EXPOSED: Trump’s Brilliant Strategy
Today we bow our head, tug our forelocks… and stagger in awe of a superior strategist.
The president leans upon a rising stock market for reelection. And so he leans upon Jerome Powell.
That is why Mr. Trump sobs and moans for aggressive rate cuts. And why he razzes poor Jerome Powell for failing him.
Then came Wednesday…
Mr. Powell insisted the rate cut was a mere “midcycle adjustment of policy” — not the beginning of another rate cut cycle.
Mr. Trump did not mask his disappointment:
“As usual, Powell let us down.”
Following Mr. Powell’s comments, market odds of a September rate cut took a swan’s dive down — to perhaps 60%.

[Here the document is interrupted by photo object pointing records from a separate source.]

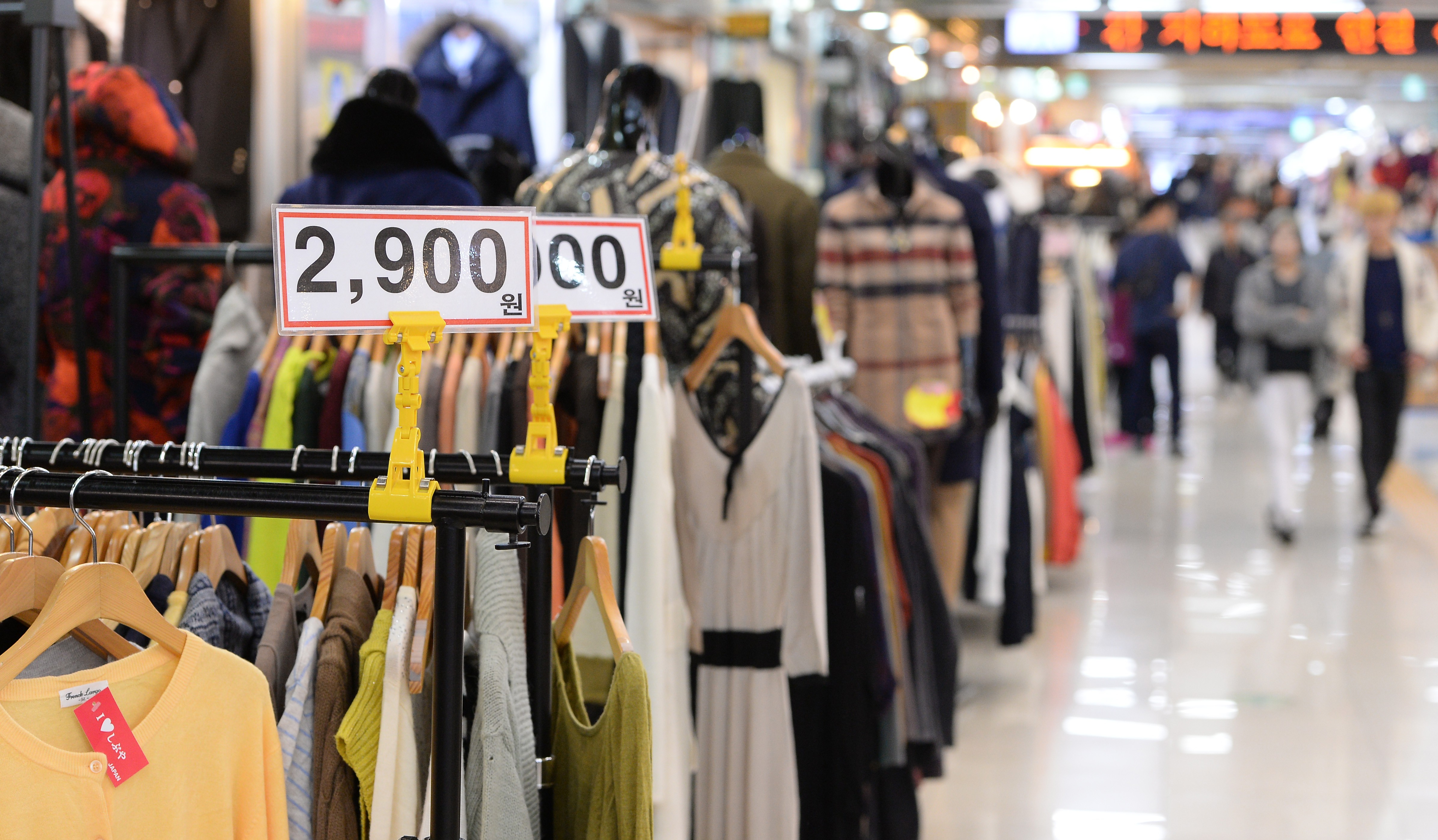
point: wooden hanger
(301, 548)
(221, 557)
(360, 557)
(331, 557)
(420, 645)
(393, 567)
(94, 590)
(189, 560)
(151, 551)
(26, 585)
(592, 573)
(735, 323)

But the 4D chess player would not be so easily put off…
Clever as a fox, cunning as a serpent, the object of our unalloyed veneration — Mr. Trump — set to work.
He hatched a plot, executed a flawless gambit… and placed Jerome Powell immediately in checkmate.
Early yesterday afternoon Mr. Trump announced tariffs on all remaining $300 billion of Chinese wares. These tariffs would enter effect Sept. 1.
What brio! What gusto! What dash!
Surely Machiavelli glanced upward in admiration from his infernal perch.
“Bravissimo!” cried Cesare Borgia. “Bon travail!” tooted Cardinal Richelieu.
The stock market — solidly in green at the time — went careening as planned.
Green jumped instantly to red.
The Dow Jones shed 281 crimson points on the day. Gold went rampaging, gaining over $18. And the 10-year Treasury yield plunged.
The president timed his trap for maximum leverage.
The exuberance that seized Wall Street in recent weeks, argues financial analyst Mark Hulbert, “in turn made the stock market vulnerable to a big drop.” More:
To appreciate just how exuberant that mood has become, consider the average recommended equity exposure among several dozen short-term stock market timers I monitor. (This average is what’s reported in the Hulbert Stock Newsletter Sentiment Index, or HSNSI.) In early July, this average reached its highest level since I began compiling the index two decades ago — 84.2%. And though the HSNSI has pulled back somewhat from that record-high level, it currently is still higher than 87% of daily readings since 2000.
Mr. Trump’s plot paid him additional dividends today…
The Dow Jones sank another 98 points. Only a late day rally spared it heavier losses.
The S&P lost 21 points on the day. The trade-sensitive Nasdaq was battered most — down 107 points today
Meantime, gold gained $22.40.
So ends the week in markets.
Jerome Powell cited trade concerns to justify Wednesday’s rate cut.
Now they have doubled…
China’s foreign ministry has pledged to take “countermeasures” if the tariffs go through.
If they do and China retaliates… how can Mr. Powell fail to act?
Again… the brilliance.
Meantime, the July unemployment report came issuing today.
It did not necessarily favor Mr. Trump. Nor did it disfavor him.
The United States economy took on 164,000 jobs last month.
Economists as a group expected 165,000.
The varied details counted plus and minus.
But in all, analyst Joseph Brusuelas awarded the report a “gentlemen’s C.” The fellow cites downward revisions from May and June… and a decline in total hours worked:
If I were to give a grade to the July employment report, it would be a gentlemen’s C: Three-month average has declined to 140,000, the downward revisions to May and June, and that decline in hours worked, which impacts your median household, is not encouraging.
In all, we see little reason why today’s report would undo the president’s battle plan.
Yes, the president outfoxed his hapless opponent… and boxed him in a corner.
Sixty percent after Powell’s babblings Wednesday, today’s market odds of a September rate cut rise to 98.1% — in favor.
Those same market odds indicate a 99% chance of at least one additional rate cut by year’s end.
Two rates cuts are most likely — say federal funds futures.
We must conclude the president will have his rate cuts. And so we admire his virtuosity, his craftsmanship… and his execution.
But we are far from certain artificially low rates provide economic benefit.
Both Japan and Europe creep along under infinitely low interest rates. And these have worked very little benefit.
We fear lower interest in these United States will only pump helium into existing asset bubbles.
It is a plan fraught with risk… and peril.
The economy shows cracks beneath the solid surface. Why risk expanding them by expanding trade war?
Notes Gregory Daco, chief economist of Oxford Economics USA:
“It’s like shooting yourself in the foot just to get another dose of morphine.”
The president has his pistol out.
We only hope he does not shoot himself in the foot — or the economy in the head.